Short Story

Liebe mit drei Buchstaben

Renate löst gern Kreuzworträtsel – und sie sucht die große Liebe. Wird sie beim Speeddating endlich fündig werden? Leider nicht: Günther sammelt Steine und Harald weidet Tiere aus.

Mit der Liebe hat sie es eilig, deshalb geht sie zum Speeddating. Renate Heumann schaut in die geröteten Augen von «Mathias», der ihr gegenübersitzt. Er arbeitet im Vertrieb, was eigentlich schon ein Ausschlusskriterium ist, denn Außendienstler sind nie zu Hause, sondern rammeln sich fröhlich durch die Republik – das hat Renate oft genug im Fernsehen gesehen. Am liebsten schaut sie Tatort, den sie immer aufnehmen muss, weil sie sonntags mit ihrer lieben Frau Mutter telefoniert. Die hat keinen Fernseher, weil sie sich für intellektuell hält.

«Aber das führt zu weit», unterbricht Renate sich selbst und fragt Mathias, was er in seiner Freizeit macht.

«Eigentlich nichts», gesteht er freimütig.

«Aha», brummt Renate – und schon sitzt der nächste Mann an ihrem Tisch.

Jetzt erklärt er detailliert, wie er irgendein Tier ausweidet

Bereits auf den ersten Blick sieht «Harald» recht seltsam aus; irgendwie schräg montiert wie ein billiger Kleiderschrank, der nie perfekt schließt und immer knarzt, wimmert und wackelt. Harald redet zu leise, flüstert fast wie bei der Beichte – Renate muss sich anstrengen, das Geflüster einigermaßen zu verstehen. Harald scheint Jäger zu sein, er redet jedenfalls von Schusswaffen und Innereien – und jetzt erklärt er detailliert, wie er irgendein Tier ausweidet. Schweiß steht ihm auf der Stirn, seine Glatze glänzt.


Das Glöckchen läutet und der nächste Mann plumpst auf den Stuhl. Er sieht attraktiv aus, das schon, aber er scheint ziemlich einfältig zu sein. Renate bestellt einen dritten Rotwein, der ungemein hilft, die vielen Nieten zu ertragen. Groß war der Ertrag bisher jedenfalls nicht: Neulich hat sie den «Thomas» mit nach Hause genommen – der hat sie dann im Prinzip vergewaltigt. Zur Anzeige hat sie das nicht gebracht, denn Renate hasst die Bullen und der Abend war insgesamt doch schön gewesen, findet sie. Seitdem ghostet sie den Thomas.

«Na ja, ich sammle Steine», unterbricht «Günther» ihre Erinnerungen.

«Ach, Steine?»

«Jawohl.»

«Sind das diese schönen Zaubersteine, die gegen Krebs und Pickel helfen?»

«Nein. Das sind normale Steine, genauer gesagt Lesesteine», berichtet Günther ohne jede Begeisterung in der Stimme.

«Diese grauen Steine, die überall herumliegen?»

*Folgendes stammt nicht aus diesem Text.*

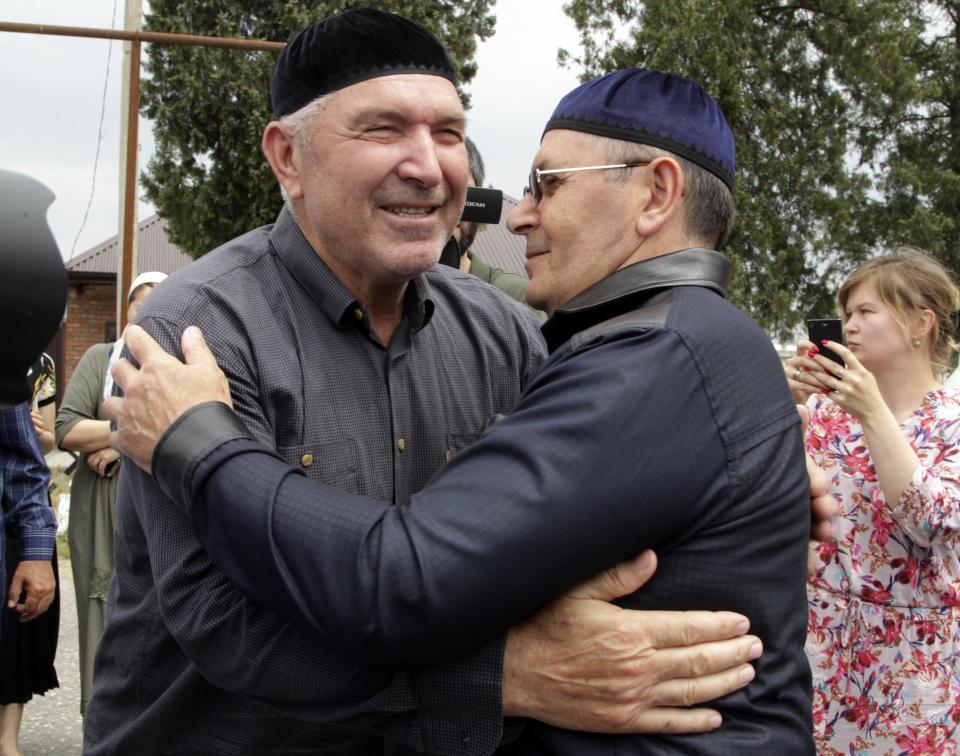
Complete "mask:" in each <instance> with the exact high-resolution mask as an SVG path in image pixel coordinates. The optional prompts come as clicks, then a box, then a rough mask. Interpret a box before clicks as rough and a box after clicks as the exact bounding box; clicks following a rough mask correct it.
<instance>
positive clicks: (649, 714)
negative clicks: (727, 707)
mask: <svg viewBox="0 0 960 756" xmlns="http://www.w3.org/2000/svg"><path fill="white" fill-rule="evenodd" d="M721 724H723V717H721V716H720V712H718V711H716V710H714V709H675V708H667V707H657V708H653V709H647V710H646V711H644V712H643V713H642V714H640V715H639V716H638V717H637V718H636V719H635V720H634V722H633V724H632V726H631V727H630V728H629V730H628V731H629V732H639V733H649V734H654V733H660V734H663V735H670V734H683V733H688V732H689V733H698V732H710V731H711V730H715V729H717V728H718V727H719V726H720V725H721Z"/></svg>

Günther nickt und ergänzt gewissenhaft weitere Details. Es sei die Oberfläche der Steine, die er gern fühle. Mit der Wange auch, oder mit der Zunge.

«Schmecken so schön salzig», säuselt er. Mit seinen erstaunlich dicken Händen formt er dann einen imaginären Stein, um seine typische Größe zu veranschaulichen: «Ungefähr so groß sind die Steine, die es in meine Sammlung schaffen», kommentiert Günther seine Geste. Seine Finger sind grau und krumm.

Renate ist sprachlos.


Dann sitzt schon der nächste Trottel vor ihr: «Andreas», Beamter im Finanzamt Nord. Renate hasst nicht nur die Bullen und Thomas, sondern auch das Finanzamt, das ihr regelmäßig Drohbriefe schickt, die sie nicht versteht, dabei kann sie Deutsch sehr gut – exzellent sogar, sie kennt zahlreiche seltene Wörter und Redewendungen. Gemeinsam mit ihrer lieben Frau Mutter löst sie stundenlang Kreuzworträtsel, ackert ein Rätselheft nach dem anderen durch, um endlich eine Kreuzfahrt zu gewinnen. Bisher leider vergeblich. Doch das, was das Finanzamt zu Papier bringt, rafft Renate nie auf Anhieb.

«Kann ich auf den Tod nicht leiden, so etwas!», schimpft sie. «Das ist systematisch und einschüchternd, das faschistoid und kafkaesk!»

Schnell redet sie sich in Rage, während Andreas zu weinen beginnt, was Renate nur noch wütender macht. Lappen, Geck, Blödling! Sie kippt sich den Wein in den rauen Schlund und rülpst versehentlich.

Erlösung: Das Glöckchen läutet. Doch für heute hat Renate Heumann die Schnauze voll.